Stell dir vor, du hast nur noch neun Tage. Neun Tage, um über die Flüche deiner Mutter zu lachen. Um die Hand deines Vaters zu halten (wenn er dich lässt). Und deiner Schwester durch ihr Familienchaos zu helfen. Um deinem Bruder den Weg zurück in die Familie zu bahnen. Nur neun Tage, um Abschied zu nehmen von deiner Tochter, die noch nicht weiß, dass du nun gehen wirst ...
Die Geschichte von Rabbit Hayes: ungeheuer traurig. Ungeheuer tröstlich. 
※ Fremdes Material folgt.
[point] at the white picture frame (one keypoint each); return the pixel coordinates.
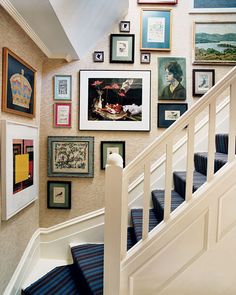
(18, 191)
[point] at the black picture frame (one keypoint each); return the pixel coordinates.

Anna McPartlin ist mit ihrem Buch „Die letzten Tage von Rabbit Hayes“ eine bemerkenswerte Gratwanderung eingegangen: Sie hat es geschafft, das Sterben zu thematisieren, ohne in Trauer oder Kitsch zu versinken, denn immer wieder gibt es offenen oder versteckten Humor in der Geschichte, so dass man stets mit einem lachenden und einem weinenden Auge liest.
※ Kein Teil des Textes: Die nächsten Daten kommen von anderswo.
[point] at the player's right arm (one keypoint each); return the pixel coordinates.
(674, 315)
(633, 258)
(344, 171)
Auch wenn Rabbit Hayes bei der Geschichte im Mittelpunkt steht, den größten Anteil der Handlung macht ihre liebenswert chaotische Familie aus. Denn darum ging es der Autorin wohl: zu Zeigen, was der bevorstehende Tod eines geliebten Menschen mit den Angehörigen macht.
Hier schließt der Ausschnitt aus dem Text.